Every single social and global issue of our day is a business opportunity in
disguise. Peter Drucker
Business gurus, Michael Porter and Mark Kramer, are in full agreement and view capitalism as the vehicle for “meeting human needs, improving efficiency, creating jobs and building wealth.”
The purpose of the corporation must be defined as creating shared value,
not just profit. Michael Porter & Mark Kramer
What Porter and Kramer mean by creating shared value goes beyond social responsibility, philanthropy and sustainability. It involves a new way of creating economic value that also addresses societal needs. Business ecosystems appear to follow this innovation as they engage a diverse set of actors to mobilize around a shared understanding or a wicked problem — for example: Unilever changing the hygiene behaviour of 1 billion people.
Although there is considerable progress, Unilever faces challenges it
cannot solve alone. To reach our goals and achieve large-scale change,
even more collaboration is needed between companies, governments,
NGOs and consumers. Among the areas where Unilever would welcome
more cross-sector collaboration are: reducing and eliminating
deforestation associated with soy, palm oil, beef, pulp and paper by 2020;
integrating hygiene behaviour change into national health policies and
education curricula; linking more smallholder farmers into food supply
chains; and building infrastructure to promote waste recycling and
recovery. Paul Polman, CEO
Historically, the concept of digital ecosystems reflects the maturing of both socio-technical systems thinking (STS) and supply chain management across businesses, mathematics, healthcare, global security, etc. This means of co-adapting or sharing while competing for resources brings with it key strategic and operational questions no matter the scale of the ecosystem.
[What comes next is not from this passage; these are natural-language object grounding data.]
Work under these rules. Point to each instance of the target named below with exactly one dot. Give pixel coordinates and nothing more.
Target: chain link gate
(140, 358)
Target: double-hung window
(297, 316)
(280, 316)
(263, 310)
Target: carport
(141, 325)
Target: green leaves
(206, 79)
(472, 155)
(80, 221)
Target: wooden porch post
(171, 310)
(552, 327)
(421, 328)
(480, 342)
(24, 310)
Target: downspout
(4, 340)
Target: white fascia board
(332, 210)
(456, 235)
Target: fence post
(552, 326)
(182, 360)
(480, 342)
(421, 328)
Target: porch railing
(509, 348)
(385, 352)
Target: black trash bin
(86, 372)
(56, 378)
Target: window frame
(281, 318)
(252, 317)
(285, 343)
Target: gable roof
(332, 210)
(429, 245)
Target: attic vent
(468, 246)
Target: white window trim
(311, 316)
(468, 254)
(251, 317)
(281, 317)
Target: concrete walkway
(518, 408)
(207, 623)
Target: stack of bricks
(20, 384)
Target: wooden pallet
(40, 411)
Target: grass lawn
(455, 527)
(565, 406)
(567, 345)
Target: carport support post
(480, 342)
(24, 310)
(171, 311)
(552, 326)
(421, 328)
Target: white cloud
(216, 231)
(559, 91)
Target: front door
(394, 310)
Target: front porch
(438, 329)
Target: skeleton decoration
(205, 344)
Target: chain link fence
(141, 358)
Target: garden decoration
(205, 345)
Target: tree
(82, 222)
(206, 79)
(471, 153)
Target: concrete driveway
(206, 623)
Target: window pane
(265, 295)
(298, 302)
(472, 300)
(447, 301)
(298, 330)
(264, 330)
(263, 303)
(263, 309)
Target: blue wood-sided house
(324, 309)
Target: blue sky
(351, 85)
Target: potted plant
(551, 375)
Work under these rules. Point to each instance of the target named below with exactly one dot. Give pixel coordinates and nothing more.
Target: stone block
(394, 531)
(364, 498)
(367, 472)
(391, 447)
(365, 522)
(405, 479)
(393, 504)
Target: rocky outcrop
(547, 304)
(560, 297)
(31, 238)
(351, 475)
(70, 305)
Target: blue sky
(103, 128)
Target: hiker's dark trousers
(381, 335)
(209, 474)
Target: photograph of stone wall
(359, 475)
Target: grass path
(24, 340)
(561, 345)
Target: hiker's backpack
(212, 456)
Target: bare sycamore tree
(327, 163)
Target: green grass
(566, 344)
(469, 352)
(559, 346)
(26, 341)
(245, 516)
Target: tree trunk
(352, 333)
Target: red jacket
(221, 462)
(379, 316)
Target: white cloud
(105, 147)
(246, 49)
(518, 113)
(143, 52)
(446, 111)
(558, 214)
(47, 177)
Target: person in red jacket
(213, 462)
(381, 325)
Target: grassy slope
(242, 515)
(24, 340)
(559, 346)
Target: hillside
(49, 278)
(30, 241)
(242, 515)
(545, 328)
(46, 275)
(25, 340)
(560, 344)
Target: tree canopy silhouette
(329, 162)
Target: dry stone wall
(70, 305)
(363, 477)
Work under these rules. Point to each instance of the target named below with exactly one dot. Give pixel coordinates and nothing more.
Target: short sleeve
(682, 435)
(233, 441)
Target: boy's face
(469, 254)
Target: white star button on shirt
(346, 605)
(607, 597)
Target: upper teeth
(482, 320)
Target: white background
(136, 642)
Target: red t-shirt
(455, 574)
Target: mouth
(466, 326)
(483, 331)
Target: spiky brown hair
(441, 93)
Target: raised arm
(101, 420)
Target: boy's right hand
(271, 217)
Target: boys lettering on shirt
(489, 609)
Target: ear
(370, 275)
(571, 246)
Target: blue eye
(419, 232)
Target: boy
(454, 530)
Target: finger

Of course as the number of actors increases so does the complexity of interactions.
Key questions to consider for ecosystem coordination include:
- Who is in the ecosystem?
- What are they trying to do together?
- How can they improve what they are doing?
An example of how an ecosystem works can be found in the smart mobile phone sector where these businesses grow by leveraging local complementary resources that add value for customers. The financial savings and innovative capacity are significant when compared to traditional means of accruing required resources — 1) making them internally, or 2) buying them through mergers and acquisitions.
Regardless of this new phenomenon for growing one’s business, an interesting paradox is also emerging along side ecosystems. Many large companies are shrinking the number of participants in their supply chains because their leadership fear loss of control and thus respond by bringing resources in-house. Today’s adaptive challenges, and vehicles like ecosystems that look to resolve them, demand courage to catalyze learning and change. When we continue down the ecosystem path, we move from an ownership model to a learning-resource model, which changes the strategic and operational questions.
- Who can we have relationships with that activate other peoples’ resources and talents without having to own them?
- What is the nature of the relationship (the co-creation) that adds value without ownership?
Ecosystem orchestration requires new leadership capabilities willing to draw on a range of solutions and innovations due to the diversity of participants. Digitization is forcing us, in spite of our own fearful resistance, to collaborate and co-create in community. How can this not be a good thing?
How are you currently collaborating and co-creating in your personal communities? in your business communities?